Futures had declined on speculation that rain would fall in the Southern Plains. While the area saw some precipitation, it was spotty and not as widespread as forecast. That led investors and hedgers to buy back some of their short positions.
Soybeans were also higher in overnight trading on bargain hunting. Prices earlier this week fell to the lowest in almost three weeks, prompting some buyers to enter the market.
Fundamentals haven’t changed for wheat, as dry weather persists in the Southern Plains, though global and domestic inventories remain at elevated levels.
Corn and soybean prices, while higher overnight, likely will remain capped, as planting accelerates on dry weather in most of the Corn Belt, analysts said.
Wheat for May delivery rose 2½¢ to $4.86¾ a bushel overnight on the Chicago Board of Trade, while Kansas City futures gained 3¢ to $5.15 a bushel.
Corn futures added 2¢ to $3.92 a bushel overnight.
Soybean futures for May delivery rose 4¼¢ to $10.38¼ a bushel. Soy meal added $2.60 to $378.90 a short ton, and soy oil fell 0.01¢ to 31.26¢ a pound.
2. Foreign Investment by Chinese Companies Doesn’t Mean Demise of U.S. Dominance, USDA Says
Chinese companies have made significant investments in foreign agricultural ventures in recent years, but profitability and sustainability have been fleeting, according to a report from the USDA’s Economic Research Service.
China, for a while, was a big investor in foreign land. Companies would often snap up land in other countries to expand their agriculture holdings in a bid to profit from the expanding need for food security back home, the report said. More recently, however, companies have been looking toward mergers and acquisitions to expand.
State-owned COFCO, for example, has been looking to gain more control over commodity trading, processing, and logistics. Bright Foods, another state-owned entity, wants to assemble various companies and park them under its umbrella.
WH Group, which is privately owned, acquired Smithfield Foods, the world’s largest pork processor, and New Hope Group, China’s largest animal feed company, has diversified from feed mills in neighboring countries to joint ventures with Australian and New Zealand firms, the USDA said.
Such initiatives are encouraged by the government, as banks formulated strategic plans, offered loans, and supplied training and information services to help companies expand overseas. Chinese companies, however, may not be moving where you think.
“Apart from the large 2013 acquisition of Smithfield Foods, relatively little Chinese investment has targeted U.S. agriculture,” the USDA said. “Statistics for 2014 show that North America received only 2% of China’s farming, forestry, and fishing investment, the smallest share of any continent.”
Only two or three Chinese investments are made annually in the U.S. food and agriculture, most valued at less than $10 million, the report said. Statistics that track farmland holdings in the U.S. show only 12 to 25 Chinese acquisitions annually from 2008 to 2013.
Still, the amount of investment and the profitability of many ventures are overstated, the ERS said. A number of studies found the scale of many Chinese agricultural projects falls short of what was originally planned. Few projects were profitable and relatively few investors brought products back into China as planned, according to the report.
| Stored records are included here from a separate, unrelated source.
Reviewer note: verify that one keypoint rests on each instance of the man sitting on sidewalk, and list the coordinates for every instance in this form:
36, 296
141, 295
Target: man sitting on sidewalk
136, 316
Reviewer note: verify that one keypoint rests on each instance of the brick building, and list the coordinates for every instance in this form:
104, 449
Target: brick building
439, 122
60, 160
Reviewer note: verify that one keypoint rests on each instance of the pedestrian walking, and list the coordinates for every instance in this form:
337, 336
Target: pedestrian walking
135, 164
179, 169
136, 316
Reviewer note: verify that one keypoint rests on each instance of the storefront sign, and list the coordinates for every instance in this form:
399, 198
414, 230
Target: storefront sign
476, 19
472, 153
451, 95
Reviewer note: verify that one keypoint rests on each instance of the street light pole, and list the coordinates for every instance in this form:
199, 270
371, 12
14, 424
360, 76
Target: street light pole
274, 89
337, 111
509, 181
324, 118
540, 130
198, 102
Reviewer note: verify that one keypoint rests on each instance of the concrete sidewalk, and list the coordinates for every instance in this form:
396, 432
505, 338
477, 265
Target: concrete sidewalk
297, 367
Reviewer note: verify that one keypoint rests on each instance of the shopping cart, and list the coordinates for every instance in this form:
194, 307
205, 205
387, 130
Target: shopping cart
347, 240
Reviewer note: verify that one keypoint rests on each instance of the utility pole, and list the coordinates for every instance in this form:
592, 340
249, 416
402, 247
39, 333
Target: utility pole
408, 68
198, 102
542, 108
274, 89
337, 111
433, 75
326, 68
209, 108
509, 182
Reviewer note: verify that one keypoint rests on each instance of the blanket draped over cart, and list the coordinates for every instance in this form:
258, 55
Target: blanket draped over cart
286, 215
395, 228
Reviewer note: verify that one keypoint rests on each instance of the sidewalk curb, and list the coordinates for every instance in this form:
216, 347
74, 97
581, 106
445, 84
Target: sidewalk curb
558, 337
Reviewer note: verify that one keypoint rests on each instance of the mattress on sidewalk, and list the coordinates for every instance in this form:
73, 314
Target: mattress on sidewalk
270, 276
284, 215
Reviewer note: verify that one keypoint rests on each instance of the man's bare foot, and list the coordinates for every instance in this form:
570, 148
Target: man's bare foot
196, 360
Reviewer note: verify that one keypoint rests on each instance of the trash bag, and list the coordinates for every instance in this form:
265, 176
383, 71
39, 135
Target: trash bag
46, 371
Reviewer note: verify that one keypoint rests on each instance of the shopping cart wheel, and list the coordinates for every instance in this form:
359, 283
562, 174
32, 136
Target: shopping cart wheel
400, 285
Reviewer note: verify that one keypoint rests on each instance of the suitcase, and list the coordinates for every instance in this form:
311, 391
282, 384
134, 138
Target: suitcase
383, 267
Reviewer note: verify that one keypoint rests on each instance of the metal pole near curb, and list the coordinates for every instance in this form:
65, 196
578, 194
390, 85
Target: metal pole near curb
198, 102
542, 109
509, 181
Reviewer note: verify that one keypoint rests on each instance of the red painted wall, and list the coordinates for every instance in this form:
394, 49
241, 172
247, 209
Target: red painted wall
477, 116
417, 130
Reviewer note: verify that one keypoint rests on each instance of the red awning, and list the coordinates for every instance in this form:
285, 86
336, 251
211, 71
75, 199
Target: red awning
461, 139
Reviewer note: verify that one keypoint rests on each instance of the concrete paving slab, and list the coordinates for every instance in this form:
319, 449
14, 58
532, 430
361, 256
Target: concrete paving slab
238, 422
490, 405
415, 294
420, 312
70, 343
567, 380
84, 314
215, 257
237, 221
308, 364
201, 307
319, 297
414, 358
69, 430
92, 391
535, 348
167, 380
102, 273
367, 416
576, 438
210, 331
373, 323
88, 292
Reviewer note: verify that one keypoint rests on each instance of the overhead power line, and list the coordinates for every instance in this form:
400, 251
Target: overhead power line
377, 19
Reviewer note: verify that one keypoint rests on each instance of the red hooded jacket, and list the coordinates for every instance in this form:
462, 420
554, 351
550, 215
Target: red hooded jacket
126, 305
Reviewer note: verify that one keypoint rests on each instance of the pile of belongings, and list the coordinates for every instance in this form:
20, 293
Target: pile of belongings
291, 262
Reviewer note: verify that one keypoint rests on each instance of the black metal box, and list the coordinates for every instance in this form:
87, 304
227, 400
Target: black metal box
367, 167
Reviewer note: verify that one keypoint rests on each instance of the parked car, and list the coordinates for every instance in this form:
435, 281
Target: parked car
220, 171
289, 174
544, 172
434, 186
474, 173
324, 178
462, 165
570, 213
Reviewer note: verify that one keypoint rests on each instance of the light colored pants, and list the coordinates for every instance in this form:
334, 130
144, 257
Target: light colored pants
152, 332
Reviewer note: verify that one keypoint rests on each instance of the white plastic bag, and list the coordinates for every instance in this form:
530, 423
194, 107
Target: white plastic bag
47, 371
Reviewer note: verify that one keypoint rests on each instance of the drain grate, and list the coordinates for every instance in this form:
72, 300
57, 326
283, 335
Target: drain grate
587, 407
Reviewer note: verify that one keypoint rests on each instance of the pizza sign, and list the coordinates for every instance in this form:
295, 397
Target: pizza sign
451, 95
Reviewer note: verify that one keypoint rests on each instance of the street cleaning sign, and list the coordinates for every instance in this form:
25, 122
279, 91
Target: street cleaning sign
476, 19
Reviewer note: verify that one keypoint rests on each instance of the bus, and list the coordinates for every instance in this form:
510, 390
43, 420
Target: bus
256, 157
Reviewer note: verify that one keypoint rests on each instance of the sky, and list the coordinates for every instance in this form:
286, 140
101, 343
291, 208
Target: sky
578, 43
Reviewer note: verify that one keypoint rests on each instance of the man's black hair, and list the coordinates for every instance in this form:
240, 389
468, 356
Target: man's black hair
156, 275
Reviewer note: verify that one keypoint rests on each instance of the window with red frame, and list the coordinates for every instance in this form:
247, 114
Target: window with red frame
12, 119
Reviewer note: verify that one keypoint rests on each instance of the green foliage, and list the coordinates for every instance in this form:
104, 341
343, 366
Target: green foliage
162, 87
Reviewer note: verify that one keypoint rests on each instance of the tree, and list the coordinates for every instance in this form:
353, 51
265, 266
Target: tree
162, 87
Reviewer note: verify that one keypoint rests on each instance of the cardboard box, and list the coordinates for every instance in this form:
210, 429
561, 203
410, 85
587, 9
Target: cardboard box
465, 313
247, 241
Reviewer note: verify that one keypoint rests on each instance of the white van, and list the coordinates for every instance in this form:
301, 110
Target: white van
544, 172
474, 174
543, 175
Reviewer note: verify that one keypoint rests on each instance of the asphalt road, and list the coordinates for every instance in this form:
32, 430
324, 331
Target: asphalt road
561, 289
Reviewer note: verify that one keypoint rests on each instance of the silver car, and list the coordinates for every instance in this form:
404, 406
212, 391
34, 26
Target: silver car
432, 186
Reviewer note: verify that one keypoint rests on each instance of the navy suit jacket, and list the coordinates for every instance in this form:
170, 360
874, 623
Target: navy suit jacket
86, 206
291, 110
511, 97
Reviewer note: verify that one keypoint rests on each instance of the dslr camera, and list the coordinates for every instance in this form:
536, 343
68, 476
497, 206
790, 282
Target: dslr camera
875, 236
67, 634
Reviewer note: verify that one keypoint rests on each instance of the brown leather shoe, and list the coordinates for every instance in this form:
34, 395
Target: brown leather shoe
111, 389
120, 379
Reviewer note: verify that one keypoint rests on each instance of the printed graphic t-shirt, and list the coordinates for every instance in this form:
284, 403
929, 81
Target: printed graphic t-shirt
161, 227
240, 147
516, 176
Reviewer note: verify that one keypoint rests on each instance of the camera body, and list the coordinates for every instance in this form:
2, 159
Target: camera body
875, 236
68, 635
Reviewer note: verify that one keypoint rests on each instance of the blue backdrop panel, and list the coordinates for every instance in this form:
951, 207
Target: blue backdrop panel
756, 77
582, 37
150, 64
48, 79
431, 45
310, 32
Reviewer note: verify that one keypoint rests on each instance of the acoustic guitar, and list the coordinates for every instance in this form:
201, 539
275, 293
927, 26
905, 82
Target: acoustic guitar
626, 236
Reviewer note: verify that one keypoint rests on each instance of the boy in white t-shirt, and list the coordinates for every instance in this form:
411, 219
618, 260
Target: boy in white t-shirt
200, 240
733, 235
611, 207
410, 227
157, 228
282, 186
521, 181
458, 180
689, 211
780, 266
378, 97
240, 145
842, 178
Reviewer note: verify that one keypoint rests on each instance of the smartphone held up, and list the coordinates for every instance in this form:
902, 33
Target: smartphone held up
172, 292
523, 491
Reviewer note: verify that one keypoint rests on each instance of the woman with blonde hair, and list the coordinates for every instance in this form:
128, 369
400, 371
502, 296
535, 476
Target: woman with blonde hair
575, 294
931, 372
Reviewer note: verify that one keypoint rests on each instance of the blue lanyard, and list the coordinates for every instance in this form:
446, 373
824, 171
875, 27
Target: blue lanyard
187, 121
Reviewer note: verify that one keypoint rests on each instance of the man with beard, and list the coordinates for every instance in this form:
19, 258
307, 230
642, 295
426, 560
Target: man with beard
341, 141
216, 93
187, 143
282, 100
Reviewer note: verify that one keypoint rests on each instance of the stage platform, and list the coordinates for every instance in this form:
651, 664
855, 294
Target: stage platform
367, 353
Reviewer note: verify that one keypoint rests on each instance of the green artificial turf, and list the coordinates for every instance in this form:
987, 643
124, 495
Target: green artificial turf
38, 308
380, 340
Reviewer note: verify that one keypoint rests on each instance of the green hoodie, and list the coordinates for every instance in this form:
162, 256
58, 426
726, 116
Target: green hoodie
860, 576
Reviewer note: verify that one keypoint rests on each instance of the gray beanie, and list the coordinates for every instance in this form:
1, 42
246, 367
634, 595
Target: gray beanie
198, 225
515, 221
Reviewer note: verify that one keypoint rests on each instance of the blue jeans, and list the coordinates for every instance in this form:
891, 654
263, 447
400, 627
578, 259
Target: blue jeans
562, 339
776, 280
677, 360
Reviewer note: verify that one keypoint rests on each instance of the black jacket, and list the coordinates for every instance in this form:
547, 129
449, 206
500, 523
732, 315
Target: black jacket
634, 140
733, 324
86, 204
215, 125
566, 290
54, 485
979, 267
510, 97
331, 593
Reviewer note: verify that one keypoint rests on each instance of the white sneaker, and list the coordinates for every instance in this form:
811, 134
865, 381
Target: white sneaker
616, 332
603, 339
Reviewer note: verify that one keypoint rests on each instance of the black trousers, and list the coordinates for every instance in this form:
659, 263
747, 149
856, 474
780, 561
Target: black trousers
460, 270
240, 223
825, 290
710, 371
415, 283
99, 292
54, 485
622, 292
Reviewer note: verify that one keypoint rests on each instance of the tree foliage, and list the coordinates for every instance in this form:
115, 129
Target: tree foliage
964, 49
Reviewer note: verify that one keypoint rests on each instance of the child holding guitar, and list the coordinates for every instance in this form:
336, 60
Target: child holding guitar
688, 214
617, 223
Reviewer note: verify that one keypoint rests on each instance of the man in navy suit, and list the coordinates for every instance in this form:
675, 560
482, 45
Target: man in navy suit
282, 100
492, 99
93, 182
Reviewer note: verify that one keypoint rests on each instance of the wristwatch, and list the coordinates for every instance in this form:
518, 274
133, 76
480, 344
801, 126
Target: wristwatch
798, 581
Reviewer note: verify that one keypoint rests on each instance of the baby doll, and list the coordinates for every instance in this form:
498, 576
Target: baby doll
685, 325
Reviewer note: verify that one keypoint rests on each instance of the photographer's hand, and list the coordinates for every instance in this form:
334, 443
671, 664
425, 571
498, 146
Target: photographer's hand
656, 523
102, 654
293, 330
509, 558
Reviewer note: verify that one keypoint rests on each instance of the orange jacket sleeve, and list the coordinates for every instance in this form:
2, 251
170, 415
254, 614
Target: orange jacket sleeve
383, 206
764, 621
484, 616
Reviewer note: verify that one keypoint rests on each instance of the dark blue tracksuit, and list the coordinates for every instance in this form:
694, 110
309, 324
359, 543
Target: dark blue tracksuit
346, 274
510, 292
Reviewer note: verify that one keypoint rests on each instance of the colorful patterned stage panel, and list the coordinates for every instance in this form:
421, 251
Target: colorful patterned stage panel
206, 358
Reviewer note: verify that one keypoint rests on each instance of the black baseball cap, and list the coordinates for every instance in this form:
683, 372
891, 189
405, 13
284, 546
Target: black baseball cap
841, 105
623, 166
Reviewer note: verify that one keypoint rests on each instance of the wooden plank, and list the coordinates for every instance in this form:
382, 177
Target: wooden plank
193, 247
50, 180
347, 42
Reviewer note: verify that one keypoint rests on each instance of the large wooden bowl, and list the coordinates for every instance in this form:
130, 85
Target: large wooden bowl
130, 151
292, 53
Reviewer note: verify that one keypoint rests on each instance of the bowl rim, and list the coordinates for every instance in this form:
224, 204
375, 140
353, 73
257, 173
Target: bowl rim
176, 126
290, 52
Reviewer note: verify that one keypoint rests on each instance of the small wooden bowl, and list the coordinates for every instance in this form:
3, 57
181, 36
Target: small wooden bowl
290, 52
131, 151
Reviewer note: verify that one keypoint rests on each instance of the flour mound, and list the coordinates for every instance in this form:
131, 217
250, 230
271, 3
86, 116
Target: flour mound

Inexperience in global markets, the lack of language skills, corruption, and political instability were all cited as factors.
While Chinese investments overseas may curb the U.S. share of the Chinese market for some agricultural products, it’s unlikely overseas investment by companies from the Asian nation will be enough to fully supplant America as the go-to provider of most goods, the ERS said.
“The United States’ abundant endowment of productive farmland, leadership in agricultural technology, efficient management and marketing, and skilled and experienced managers are all advantages that may help it retain its role as China’s leading supplier of agricultural imports, regardless of where Chinese companies choose to invest,” the USDA said in the report.
3. Corn Belt Weather Maps Mostly Dry Rest of Week, Flooding Continues in Upper Midwest
Weather maps are showing mostly dry weather in the Midwest again today, which will further improve chances that planting has gained steam this week.
Forecasts are calling for some dense fog in parts of Illinois and Indiana, and some precipitation is in the cards for parts of central Nebraska starting next week. For now, the Corn Belt looks mostly dry, according to the National Weather Service.
Corn planting was only 5% finished as of Sunday, well behind the prior five-year pace of 14% for this time of year, according to the USDA. No corn had been reported planted in Iowa in a week when 11% is average.
Flooding continues in parts of South Dakota, Iowa, and Minnesota this morning, as several rivers and tributaries overrun their banks amid melting snow. Rivers near Brookings, Mitchell, and Sioux Falls (in South Dakota), as well as Spencer and Storm Lake (in Iowa) were all running at high levels. Waterways in Marshall, Windom, and Pipestone (in Minnesota) were also higher than normal, according to the NWS.